Écart entre l’État rêvé et l’État réel
Mais, en mars 2012, le projet d’un État protecteur et solidaire s’assombrit à cause de la rébellion du Mouvement national de l’Azawad (MNA), devenu plus tard MNLA. Au-delà de cette rébellion, le narcoterrorisme (Aqmi, Mujao, Ançar Eddine, etc.) constitue un facteur majeur de l’affaissement de l’État malien. Ni la volonté du président Ibrahim Boubacar Keïta (IBK), entre 2013 et 2020, ni celle de la communauté internationale (Minusma et Barkhane) ne permettent de reconstruire un État malien inclusif et responsable. Même la promesse d’IBK de réaliser un projet de société démocratique viable ne tiendra pas. Finalement, le narcoterrorisme, le contentieux des législatives et les contestations populaires du M5-RFP viennent à bout de son régime. Le 18 août 2020, le putsch militaire du colonel Assimi Goïta met fin au régime d’IBK. Décryptage : l’écart entre l’État rêvé et l’État réel a toujours serpenté la plupart des régimes maliens. Les causes : mauvaise gouvernance, non prise en compte des défis de la jeunesse (emploi), rébellion, inégal développement entre les territoires ruraux et urbains, difficulté de construire un lien d’appartenance à la nation malienne, manque de partage de valeurs communes (République), narcoterrorisme, impunité, etc. Conséquence : la construction de l’État est tortueuse, le rapport des Maliens à l’État demeure mitigé. Aujourd’hui, faire État de Kayes à Kidal, c’est avant tout faire société ensemble pour que chaque citoyen trouve sa place.
Se réinventer
Mardi, 14 novembre 2023, onze ans après avoir perdu Kidal, de nouveau le drapeau malien flotte sur la ville de l’Adrar des Ifoghas.

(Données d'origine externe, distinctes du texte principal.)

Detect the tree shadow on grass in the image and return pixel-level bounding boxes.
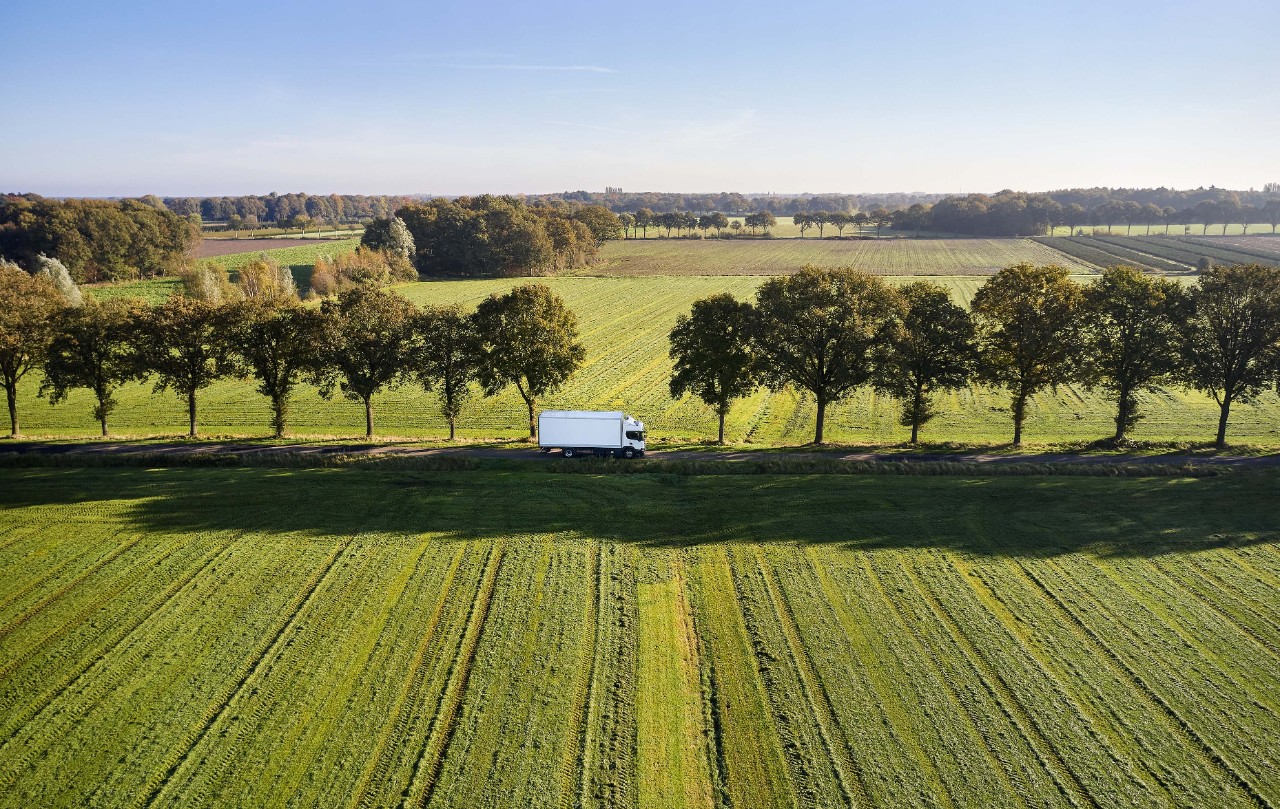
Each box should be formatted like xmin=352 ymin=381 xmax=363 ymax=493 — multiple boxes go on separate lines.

Les combats entre le Comité stratégique permanent pour la paix, la sécurité et le développement (CSP-PSD) et les Forces armées maliennes (FAMa) ont tourné à l’avantage de ces derniers. Une satisfaction psychologique importante pour les Maliens. Les rapports de forces s’inversent.
Le gouvernement malien tente d’apaiser les tensions. Il "… réitère son engagement à exercer la souveraineté du Mali sur l’ensemble du territoire national et à œuvrer pour la paix, la stabilité et la réconciliation nationale", extrait du communiqué du gouvernement du 14 novembre 2023. Pour l’instant, tout est d’équerre à Kidal. Mais, le contexte demeure instable. Le CSP-PSD ne perd pas le nord. Il ne s’avoue pas vaincu à travers ces différents communiqués. Comme dit un proche kidalois, "le plus dur commence". En plus de la victoire militaire, il est donc nécessaire d’apaiser les tensions pour éviter le scénario catastrophe d’une alliance entre le CSP-PSD et le GSIM (Aqmi) contre les FAMa.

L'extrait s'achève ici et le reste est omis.